Ervaren jullie druk om extra te presteren net wegens dat KVO-verleden?

Jonckheere: “Enkel Stijn en Nils kunnen ons beoordelen. Kijk, het is nu ook zinloos om grote ambities uit te spreken. De spelerskern kan er over enkele weken helemaal anders uitzien. Laat ons nu eerst een positieve werkomgeving creëren en de banden met de fans aanhalen, en dán pas over resultaten spreken.”

Bataille: “Absoluut. We moeten eerst reorganiseren en zorgen voor positief realisme. Als dat lukt, volgen de resultaten.”

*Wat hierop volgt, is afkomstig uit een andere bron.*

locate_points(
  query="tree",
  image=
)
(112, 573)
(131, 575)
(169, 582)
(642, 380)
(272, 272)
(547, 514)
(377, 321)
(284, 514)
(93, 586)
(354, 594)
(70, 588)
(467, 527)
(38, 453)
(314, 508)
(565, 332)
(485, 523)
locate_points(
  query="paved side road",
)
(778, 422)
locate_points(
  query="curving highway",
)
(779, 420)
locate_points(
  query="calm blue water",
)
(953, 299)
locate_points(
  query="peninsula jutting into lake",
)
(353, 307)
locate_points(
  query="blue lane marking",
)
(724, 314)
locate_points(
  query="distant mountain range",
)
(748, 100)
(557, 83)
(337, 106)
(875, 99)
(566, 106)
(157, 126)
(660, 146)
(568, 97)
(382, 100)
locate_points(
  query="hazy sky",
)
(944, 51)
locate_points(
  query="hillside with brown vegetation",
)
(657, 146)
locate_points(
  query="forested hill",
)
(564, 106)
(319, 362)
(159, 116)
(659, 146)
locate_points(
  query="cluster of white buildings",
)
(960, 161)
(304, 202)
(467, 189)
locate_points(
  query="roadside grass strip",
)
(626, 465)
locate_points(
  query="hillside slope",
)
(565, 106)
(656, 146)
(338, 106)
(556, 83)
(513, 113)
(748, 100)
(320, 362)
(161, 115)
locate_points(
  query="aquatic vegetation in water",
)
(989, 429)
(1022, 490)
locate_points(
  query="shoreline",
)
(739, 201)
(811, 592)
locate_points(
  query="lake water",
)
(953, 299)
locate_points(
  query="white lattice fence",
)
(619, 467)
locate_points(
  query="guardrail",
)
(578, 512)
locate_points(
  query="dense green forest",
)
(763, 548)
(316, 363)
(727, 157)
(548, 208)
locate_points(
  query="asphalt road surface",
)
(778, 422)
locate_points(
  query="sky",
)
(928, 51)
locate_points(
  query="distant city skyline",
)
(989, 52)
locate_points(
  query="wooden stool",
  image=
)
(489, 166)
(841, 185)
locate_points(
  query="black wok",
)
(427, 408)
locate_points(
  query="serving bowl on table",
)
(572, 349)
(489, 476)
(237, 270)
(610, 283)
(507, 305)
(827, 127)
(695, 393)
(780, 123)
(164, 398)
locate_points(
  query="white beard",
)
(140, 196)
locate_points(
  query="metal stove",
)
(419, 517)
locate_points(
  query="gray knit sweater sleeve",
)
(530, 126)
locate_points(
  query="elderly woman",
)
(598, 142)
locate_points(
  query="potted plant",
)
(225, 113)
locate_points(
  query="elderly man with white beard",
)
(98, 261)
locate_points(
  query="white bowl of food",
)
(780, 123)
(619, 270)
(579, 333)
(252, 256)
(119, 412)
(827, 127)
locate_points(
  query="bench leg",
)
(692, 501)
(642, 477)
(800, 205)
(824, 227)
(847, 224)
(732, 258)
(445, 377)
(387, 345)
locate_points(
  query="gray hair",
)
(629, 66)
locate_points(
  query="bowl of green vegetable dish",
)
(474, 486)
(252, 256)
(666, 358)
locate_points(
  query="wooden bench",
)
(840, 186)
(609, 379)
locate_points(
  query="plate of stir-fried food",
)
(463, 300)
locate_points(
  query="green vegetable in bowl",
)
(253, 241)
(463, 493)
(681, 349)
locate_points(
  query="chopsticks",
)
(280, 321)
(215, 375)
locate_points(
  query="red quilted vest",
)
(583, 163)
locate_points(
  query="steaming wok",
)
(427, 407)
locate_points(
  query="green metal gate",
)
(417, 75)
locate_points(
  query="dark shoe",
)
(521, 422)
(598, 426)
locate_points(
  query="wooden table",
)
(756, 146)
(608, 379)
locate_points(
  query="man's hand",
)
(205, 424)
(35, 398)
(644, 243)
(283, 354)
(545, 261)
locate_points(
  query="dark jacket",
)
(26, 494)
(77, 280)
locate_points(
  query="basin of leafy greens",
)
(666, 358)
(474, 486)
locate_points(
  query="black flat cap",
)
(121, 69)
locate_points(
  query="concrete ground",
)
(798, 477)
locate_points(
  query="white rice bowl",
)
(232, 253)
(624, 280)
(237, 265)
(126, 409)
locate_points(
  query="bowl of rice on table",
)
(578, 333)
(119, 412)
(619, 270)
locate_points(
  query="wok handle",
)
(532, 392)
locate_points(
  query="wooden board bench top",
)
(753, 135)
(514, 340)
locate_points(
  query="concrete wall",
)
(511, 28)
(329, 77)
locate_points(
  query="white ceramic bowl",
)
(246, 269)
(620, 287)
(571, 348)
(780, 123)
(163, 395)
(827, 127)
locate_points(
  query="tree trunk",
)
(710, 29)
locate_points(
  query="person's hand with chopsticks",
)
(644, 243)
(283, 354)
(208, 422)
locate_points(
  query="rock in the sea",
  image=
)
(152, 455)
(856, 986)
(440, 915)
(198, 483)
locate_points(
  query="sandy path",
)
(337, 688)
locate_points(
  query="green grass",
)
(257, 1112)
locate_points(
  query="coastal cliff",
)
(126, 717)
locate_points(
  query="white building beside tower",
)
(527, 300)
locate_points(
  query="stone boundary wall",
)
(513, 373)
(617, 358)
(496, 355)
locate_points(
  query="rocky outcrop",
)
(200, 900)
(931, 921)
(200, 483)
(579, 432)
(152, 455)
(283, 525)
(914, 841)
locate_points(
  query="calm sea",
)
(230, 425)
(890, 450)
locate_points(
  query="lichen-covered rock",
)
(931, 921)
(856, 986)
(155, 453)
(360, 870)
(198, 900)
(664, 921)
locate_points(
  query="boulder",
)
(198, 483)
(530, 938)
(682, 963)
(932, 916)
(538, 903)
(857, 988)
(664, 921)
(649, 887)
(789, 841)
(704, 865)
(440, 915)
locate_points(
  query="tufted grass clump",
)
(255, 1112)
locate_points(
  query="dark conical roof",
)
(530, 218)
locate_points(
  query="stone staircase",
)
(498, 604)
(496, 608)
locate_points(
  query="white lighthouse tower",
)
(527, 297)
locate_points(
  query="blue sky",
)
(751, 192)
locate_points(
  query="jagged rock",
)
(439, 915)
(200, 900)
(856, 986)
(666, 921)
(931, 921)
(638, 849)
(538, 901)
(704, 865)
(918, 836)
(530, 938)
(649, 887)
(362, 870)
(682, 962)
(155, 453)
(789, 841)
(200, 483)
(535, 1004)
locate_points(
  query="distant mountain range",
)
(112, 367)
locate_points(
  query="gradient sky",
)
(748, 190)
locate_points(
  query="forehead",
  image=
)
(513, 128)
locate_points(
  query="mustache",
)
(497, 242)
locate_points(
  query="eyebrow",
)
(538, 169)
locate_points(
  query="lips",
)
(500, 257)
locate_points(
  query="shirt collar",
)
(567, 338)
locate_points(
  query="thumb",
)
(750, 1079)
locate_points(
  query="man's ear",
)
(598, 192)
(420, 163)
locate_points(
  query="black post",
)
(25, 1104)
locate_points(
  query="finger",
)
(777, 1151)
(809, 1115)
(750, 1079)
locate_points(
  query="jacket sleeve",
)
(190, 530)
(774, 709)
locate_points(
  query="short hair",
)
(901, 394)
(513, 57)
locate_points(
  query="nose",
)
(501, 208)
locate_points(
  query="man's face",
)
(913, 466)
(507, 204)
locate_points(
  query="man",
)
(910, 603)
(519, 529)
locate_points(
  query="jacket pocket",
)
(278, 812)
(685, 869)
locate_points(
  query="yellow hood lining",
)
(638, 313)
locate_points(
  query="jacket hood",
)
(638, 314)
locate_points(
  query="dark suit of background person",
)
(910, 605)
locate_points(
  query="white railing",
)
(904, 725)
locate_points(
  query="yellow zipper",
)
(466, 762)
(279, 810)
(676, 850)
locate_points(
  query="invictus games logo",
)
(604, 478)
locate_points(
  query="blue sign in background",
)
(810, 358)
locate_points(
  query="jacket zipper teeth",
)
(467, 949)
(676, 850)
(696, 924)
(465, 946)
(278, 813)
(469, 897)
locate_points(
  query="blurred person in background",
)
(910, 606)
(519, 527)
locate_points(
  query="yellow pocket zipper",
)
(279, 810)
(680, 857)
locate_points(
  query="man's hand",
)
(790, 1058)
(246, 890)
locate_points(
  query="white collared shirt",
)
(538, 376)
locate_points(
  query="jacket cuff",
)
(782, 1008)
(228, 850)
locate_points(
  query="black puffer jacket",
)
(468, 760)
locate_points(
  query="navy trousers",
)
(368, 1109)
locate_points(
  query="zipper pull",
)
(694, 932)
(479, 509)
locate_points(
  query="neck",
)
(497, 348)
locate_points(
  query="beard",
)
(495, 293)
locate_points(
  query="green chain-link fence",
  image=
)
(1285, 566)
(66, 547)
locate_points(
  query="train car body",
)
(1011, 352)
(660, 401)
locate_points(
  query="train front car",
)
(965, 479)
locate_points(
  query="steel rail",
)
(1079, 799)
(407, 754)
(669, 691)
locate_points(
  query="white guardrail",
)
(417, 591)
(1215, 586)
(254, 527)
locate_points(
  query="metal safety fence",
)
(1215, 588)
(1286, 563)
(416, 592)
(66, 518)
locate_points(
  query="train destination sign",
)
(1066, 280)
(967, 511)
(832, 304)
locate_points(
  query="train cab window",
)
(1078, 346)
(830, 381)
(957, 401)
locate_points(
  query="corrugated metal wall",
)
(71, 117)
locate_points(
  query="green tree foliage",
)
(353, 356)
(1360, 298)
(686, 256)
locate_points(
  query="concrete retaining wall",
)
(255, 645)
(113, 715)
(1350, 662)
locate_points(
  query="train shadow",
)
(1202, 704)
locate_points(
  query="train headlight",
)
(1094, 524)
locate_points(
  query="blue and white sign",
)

Slotvraag: wat is volgens jullie de ideale assistent-coach?

Jonckheere: “Geen jaknikker, maar iemand met een mening. Er mag geen niveauverschil zijn tussen de trainingen van de hoofdcoach en assistenten. Een goeie assistent weet wat leeft in de groep en steunt een hoofdtrainer door dik en dun.”

Bataille: “Klopt. We zijn allemaal assistenten: fysiektrainer Korneel Deceuninck, keepertrainer Peter Mollez, videoanalist Jarne Kesteloot, Michiel en ik. We spreken niet over T2 of T3, maar over ‘assistenten’. We werken voor de coach en voor KVO, en willen allemaal hetzelfde: mooie resultaten behalen.”